In his best lawyerly fashion, he twisted my third example to meet his needs. Here's what I wrote: "A young man with chest pain arrives in the ED. After taking a history and examining the patient, the ED MD is 99.99% certain that the patient did not have a heart attack or a pulmonary embolism. But he’s a little short of breath. He remembers a case of a fatal PE with only minimal shortness of breath, orders a blood gas and CT angiogram of the chest." Note that I said CT angiogram, a test which costs well over $1000.
Here's what Mr. Kennerly wrote: "Is it such a terrible burden on the health care system to run an electrocardiogram and normal blood labs on a person with substantial enough chest pain and shortness of breath that they brought themselves [sic] to an ER? The cost of each is trivial, and the risks are non-existent.
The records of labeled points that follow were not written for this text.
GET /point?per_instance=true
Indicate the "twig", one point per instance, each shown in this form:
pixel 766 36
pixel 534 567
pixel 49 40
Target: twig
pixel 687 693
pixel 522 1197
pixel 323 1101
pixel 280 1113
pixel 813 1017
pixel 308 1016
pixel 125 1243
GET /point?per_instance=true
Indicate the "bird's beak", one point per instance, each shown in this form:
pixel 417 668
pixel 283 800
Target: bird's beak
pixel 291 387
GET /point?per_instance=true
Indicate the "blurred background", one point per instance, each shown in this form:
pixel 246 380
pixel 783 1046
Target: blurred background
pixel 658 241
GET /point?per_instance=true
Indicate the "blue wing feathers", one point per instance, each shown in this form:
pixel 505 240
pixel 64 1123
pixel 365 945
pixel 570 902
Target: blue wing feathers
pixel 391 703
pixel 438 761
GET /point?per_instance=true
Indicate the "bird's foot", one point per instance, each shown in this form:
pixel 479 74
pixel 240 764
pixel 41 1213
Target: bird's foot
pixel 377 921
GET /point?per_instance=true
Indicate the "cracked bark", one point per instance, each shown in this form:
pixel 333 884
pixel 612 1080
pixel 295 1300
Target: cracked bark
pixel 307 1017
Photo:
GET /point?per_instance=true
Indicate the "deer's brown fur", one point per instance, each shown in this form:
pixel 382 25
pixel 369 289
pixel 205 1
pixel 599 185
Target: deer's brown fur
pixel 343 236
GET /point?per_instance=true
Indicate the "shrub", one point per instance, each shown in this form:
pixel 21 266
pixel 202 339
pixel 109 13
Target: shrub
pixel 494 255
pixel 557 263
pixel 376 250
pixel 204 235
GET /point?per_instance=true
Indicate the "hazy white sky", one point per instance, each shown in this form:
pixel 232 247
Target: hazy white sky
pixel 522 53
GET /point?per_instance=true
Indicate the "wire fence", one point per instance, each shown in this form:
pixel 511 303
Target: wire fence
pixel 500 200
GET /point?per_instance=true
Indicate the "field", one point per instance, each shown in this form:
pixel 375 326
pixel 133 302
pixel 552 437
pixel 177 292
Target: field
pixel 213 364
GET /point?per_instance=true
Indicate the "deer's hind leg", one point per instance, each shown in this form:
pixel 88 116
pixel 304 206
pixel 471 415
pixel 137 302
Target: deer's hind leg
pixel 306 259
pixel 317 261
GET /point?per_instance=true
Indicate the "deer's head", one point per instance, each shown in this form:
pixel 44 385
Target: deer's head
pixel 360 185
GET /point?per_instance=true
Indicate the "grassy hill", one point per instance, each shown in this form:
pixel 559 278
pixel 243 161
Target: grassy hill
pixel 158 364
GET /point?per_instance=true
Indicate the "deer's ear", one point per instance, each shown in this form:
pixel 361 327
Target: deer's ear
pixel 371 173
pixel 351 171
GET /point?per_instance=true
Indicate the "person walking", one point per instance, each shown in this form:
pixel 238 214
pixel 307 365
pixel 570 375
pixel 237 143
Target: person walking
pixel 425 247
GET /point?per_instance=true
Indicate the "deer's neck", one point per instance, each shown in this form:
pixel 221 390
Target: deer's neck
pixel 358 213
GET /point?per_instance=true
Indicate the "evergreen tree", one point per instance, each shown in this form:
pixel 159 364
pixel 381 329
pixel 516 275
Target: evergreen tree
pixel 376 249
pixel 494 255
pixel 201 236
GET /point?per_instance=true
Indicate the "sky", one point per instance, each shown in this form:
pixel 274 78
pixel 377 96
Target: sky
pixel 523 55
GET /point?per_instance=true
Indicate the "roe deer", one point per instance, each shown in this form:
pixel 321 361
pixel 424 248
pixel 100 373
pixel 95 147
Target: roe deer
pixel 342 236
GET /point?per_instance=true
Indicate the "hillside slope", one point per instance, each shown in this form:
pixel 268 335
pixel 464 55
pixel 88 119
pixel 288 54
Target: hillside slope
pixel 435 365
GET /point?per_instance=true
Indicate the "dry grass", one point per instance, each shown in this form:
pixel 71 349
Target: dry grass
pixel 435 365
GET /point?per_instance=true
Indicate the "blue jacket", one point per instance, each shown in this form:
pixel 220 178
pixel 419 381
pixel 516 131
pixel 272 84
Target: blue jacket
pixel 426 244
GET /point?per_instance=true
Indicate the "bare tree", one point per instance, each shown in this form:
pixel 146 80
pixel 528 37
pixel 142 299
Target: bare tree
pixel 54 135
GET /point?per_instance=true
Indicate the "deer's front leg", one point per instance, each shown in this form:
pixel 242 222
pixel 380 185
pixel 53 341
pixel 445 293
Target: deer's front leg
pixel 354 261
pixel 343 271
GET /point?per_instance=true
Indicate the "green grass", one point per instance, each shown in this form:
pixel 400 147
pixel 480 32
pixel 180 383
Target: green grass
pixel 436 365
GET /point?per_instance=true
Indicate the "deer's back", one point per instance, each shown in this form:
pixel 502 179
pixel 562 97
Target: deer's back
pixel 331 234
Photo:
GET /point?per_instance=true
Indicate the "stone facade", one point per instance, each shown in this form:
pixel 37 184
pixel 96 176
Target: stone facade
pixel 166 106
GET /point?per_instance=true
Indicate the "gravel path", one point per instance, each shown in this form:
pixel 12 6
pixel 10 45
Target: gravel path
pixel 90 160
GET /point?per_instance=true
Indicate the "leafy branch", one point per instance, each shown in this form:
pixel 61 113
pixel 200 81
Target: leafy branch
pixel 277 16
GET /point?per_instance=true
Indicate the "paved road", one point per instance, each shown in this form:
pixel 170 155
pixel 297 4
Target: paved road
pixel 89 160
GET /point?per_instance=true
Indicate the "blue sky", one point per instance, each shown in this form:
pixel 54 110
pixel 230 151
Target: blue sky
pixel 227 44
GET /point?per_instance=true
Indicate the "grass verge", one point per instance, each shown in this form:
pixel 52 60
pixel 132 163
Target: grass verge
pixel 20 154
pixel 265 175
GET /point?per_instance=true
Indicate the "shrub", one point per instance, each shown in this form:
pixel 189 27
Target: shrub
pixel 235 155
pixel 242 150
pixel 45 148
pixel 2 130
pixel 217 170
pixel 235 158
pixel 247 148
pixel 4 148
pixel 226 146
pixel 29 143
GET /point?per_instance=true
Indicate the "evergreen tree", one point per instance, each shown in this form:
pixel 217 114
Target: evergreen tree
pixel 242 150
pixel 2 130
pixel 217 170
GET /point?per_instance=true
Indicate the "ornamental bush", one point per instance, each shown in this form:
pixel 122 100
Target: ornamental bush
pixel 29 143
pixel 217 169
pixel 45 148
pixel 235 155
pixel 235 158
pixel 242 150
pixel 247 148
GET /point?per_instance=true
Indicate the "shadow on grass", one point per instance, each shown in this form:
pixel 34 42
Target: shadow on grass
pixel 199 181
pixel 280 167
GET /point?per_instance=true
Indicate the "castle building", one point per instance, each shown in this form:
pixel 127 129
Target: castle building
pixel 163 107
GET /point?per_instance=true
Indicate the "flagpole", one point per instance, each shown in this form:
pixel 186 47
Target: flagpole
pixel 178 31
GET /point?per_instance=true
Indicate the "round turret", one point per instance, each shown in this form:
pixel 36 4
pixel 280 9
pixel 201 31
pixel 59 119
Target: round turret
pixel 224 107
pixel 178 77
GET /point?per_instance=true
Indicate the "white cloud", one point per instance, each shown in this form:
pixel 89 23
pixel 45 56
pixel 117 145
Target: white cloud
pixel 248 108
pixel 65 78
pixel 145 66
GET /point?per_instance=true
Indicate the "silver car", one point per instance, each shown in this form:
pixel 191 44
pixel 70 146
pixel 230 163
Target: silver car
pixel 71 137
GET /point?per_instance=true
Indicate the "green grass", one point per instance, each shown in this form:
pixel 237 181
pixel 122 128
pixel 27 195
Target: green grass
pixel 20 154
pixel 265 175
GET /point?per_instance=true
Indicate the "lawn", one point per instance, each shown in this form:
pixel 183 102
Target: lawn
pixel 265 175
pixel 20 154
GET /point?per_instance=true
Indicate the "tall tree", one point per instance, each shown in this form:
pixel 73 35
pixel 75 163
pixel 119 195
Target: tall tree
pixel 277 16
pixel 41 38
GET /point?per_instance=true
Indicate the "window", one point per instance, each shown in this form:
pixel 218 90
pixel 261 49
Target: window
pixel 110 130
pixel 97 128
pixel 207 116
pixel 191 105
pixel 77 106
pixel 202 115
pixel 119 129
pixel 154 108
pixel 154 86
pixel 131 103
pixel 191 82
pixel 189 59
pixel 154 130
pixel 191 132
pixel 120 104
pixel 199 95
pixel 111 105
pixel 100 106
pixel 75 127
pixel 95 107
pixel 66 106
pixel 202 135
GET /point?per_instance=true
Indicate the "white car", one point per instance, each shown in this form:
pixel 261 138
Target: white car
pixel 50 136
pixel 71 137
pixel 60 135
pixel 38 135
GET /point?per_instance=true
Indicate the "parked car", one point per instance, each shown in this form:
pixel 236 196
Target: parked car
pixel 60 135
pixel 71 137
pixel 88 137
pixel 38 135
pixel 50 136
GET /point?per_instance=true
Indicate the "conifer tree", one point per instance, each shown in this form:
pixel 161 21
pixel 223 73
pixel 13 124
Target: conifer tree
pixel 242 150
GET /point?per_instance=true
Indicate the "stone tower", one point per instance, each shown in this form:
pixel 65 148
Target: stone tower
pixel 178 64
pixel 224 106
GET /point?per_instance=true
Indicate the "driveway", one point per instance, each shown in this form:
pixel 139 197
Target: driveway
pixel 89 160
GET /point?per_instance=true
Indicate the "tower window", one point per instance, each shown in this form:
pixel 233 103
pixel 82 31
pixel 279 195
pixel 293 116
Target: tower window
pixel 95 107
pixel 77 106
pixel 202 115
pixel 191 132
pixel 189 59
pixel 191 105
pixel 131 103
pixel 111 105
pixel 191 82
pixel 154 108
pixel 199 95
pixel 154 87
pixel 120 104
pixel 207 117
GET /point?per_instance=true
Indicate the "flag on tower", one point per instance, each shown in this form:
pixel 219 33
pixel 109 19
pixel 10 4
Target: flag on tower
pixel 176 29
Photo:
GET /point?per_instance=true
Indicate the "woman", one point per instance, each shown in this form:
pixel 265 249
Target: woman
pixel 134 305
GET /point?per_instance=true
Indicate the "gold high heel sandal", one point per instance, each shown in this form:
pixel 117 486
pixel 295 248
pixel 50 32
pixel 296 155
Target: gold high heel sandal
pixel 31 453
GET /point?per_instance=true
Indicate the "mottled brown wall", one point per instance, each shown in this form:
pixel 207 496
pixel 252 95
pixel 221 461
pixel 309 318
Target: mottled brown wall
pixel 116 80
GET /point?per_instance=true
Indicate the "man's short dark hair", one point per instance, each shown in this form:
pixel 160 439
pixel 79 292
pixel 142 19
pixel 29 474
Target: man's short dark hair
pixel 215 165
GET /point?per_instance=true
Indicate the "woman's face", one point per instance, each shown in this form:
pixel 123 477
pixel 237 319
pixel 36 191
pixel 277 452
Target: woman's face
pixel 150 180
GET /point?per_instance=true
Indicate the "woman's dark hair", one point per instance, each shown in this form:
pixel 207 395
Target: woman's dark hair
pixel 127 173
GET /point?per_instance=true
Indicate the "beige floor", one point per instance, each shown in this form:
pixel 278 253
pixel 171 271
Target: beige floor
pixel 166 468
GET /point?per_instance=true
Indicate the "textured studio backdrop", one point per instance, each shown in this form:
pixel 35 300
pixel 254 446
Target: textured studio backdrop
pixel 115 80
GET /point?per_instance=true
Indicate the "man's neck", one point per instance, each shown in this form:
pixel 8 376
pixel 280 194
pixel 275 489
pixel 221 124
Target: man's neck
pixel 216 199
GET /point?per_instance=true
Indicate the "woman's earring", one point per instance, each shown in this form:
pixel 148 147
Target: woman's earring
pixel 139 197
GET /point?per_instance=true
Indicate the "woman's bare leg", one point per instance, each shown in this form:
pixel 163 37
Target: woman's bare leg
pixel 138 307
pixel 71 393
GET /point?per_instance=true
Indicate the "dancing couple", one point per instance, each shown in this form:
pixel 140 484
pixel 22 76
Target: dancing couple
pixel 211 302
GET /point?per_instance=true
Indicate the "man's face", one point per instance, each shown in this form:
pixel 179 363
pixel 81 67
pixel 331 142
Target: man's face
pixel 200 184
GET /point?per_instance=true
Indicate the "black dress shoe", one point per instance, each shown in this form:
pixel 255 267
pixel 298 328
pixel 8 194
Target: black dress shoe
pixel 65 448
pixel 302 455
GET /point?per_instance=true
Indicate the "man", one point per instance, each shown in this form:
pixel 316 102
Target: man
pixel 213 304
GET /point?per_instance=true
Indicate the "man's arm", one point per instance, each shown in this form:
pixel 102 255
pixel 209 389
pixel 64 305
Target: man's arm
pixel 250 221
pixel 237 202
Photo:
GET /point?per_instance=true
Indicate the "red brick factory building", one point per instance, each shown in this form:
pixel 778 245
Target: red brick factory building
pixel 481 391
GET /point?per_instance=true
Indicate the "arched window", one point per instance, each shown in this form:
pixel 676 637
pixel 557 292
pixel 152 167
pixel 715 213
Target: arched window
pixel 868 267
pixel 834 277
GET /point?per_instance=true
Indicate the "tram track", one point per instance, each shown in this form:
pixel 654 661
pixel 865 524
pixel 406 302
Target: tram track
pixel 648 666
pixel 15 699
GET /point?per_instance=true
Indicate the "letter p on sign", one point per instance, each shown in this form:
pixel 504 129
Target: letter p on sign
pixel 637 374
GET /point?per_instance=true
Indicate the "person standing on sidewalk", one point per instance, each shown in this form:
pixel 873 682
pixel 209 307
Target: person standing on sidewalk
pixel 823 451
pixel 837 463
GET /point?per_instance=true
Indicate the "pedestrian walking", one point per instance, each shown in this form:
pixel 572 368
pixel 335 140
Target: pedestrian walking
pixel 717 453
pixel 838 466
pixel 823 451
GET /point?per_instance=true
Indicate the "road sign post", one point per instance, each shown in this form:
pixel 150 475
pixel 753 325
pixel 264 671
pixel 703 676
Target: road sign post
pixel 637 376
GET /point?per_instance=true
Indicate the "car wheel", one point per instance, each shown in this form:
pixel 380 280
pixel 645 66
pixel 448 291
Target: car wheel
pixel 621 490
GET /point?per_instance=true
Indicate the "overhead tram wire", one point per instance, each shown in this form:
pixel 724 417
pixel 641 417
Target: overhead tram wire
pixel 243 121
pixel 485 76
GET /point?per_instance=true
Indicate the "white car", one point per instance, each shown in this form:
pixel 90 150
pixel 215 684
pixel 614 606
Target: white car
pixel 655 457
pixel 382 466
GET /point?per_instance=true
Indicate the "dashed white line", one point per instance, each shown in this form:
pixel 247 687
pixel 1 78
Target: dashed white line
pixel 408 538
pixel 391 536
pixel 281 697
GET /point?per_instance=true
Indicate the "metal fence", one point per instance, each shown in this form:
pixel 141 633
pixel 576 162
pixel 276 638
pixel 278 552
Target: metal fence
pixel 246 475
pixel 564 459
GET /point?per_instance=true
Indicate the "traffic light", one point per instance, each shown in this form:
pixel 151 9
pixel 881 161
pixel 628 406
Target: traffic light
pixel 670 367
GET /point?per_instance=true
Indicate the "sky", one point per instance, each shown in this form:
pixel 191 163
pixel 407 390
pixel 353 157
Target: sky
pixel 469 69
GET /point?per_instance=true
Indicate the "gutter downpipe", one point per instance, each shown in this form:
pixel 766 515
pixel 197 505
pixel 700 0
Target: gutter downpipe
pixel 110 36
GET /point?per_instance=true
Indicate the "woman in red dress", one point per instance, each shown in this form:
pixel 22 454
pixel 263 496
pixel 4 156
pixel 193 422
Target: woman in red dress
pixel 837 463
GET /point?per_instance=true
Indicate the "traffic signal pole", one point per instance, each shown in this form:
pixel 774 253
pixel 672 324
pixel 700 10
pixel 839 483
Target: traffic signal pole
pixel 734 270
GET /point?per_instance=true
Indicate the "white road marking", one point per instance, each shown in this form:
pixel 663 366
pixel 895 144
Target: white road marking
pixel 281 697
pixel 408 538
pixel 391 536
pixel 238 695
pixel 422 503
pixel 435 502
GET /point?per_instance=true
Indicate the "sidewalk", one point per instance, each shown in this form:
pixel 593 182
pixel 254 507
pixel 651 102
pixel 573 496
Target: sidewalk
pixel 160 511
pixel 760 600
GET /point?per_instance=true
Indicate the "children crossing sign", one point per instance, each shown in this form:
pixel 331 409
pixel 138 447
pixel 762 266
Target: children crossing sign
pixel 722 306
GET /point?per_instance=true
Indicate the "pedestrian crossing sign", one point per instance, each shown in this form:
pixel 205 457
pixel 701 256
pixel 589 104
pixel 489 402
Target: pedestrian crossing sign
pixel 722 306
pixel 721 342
Dr. Scalpel is advocating for the equivalent of a mechanic saying, 'I don’t need to look' when your brake light comes on because the mechanic is 'pretty sure' it’s just the sensor." Note that he said EKG and lab tests, neither of which I mentioned.
So Mr. Kennerly, while saying that defensive medicine is a myth, suggests that doctors should never rely on their clinical judgment but rather order numerous expensive tests instead.
This is a good example of what we are up against in medicine today, and furthermore, it shows why costly and wasteful defensive medicine will persist for the foreseeable future.